A 2015 Cochrane review included 13 trials, of which eight involved children. Many involved administration of probiotic drinks for several months to children in child care centres (20). This review concluded that there is low-quality evidence that probiotics prevent upper respiratory tract infections (URTIs), decrease the duration of URTIs and prevent the use of antibiotics and absenteeism. The effect size of the five pediatric trials that reported the outcome of “minimum one URTI” was 0.43 (95% CI 0.29 to 0.63), which is a medium effect. The pediatric trials included a day care trial (21) and a hospital trial by a group in Croatia (22), both demonstrating prevention of URTIs with Lactobacillus GG (the NNTT was 30 in the hospital study). Only the hospital study demonstrated efficacy for prevention of GI infections (NNTT=15). The same group repeated both trials using Bifidobacterium animalis subspecies lactis, yielding negative results (23,24). This indicates that probiotic efficacy for prevention of viral infections may be strain specific.

My opinion is that probiotics should not be used for prevention of viral infections because there is a need for higher-quality data with closer tracking of adverse events with long-term use.

Prevention of ventilator-associated pneumonia

A 2014 Cochrane review reported that there is low-quality evidence from eight trials involving 1083 adults that probiotics prevent ventilator-associated pneumonia (VAP) (25). An open-label pediatric trial from India reported a decrease in the incidence of VAP from 48% to 17% (P<0.001) (26). However, the diagnosis of VAP is far from objective and often primarily based on positive airway cultures. Altering GI flora may impact airway colonization and prevent the overdiagnosis of VAP rather than actually preventing VAP (27), which may still be a worthwhile intervention! Clearly, more study is required before probiotics are recommended for prevention of VAP.

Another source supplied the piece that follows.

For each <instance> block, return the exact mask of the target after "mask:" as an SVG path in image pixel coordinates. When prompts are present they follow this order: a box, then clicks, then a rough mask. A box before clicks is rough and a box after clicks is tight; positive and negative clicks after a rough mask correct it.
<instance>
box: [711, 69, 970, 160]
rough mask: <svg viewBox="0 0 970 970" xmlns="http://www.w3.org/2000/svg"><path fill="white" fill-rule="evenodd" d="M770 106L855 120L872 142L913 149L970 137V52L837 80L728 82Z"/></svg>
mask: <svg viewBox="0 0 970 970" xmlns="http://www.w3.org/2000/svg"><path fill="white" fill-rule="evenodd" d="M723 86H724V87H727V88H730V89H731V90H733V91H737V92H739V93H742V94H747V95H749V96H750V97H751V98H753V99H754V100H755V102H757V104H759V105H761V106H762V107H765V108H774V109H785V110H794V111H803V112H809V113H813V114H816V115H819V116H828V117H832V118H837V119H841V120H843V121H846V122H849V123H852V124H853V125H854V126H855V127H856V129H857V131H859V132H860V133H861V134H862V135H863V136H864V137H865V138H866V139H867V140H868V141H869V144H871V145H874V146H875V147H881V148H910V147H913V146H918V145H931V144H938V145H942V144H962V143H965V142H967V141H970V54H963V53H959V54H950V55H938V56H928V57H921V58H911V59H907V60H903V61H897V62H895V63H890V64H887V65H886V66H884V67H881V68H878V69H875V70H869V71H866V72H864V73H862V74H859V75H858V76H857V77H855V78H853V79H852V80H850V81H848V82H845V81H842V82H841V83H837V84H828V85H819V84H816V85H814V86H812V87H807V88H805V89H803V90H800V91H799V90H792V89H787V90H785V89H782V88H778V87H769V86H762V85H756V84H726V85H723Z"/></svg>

Adverse effects of probiotics

Published cases of invasive infections from probiotics are very rare, even in preterm infants (28). It appears possible that such cases may be under-reported because blood cultures are not always performed before starting antimicrobials and the volume of blood collected is often suboptimal, especially in preterm infants. Unfortunately, adverse events are often very poorly reported in clinical trials; however, no consistent clinically important adverse events have been uncovered to date. There are theoretical concerns that probiotics may increase oxygen demand in the gut mucosa, leading to ischemia in seriously ill patients, or may transfer resistance genes to other GI flora (29).

CONCLUSION

There is often pressure for physicians to prescribe probiotics because parents regard them as ‘natural’ and, therefore, safer than other medications. The cost of probiotics can be substantial. Pending more data, use of probiotics in children for prevention or therapy of infectious diseases should be very limited.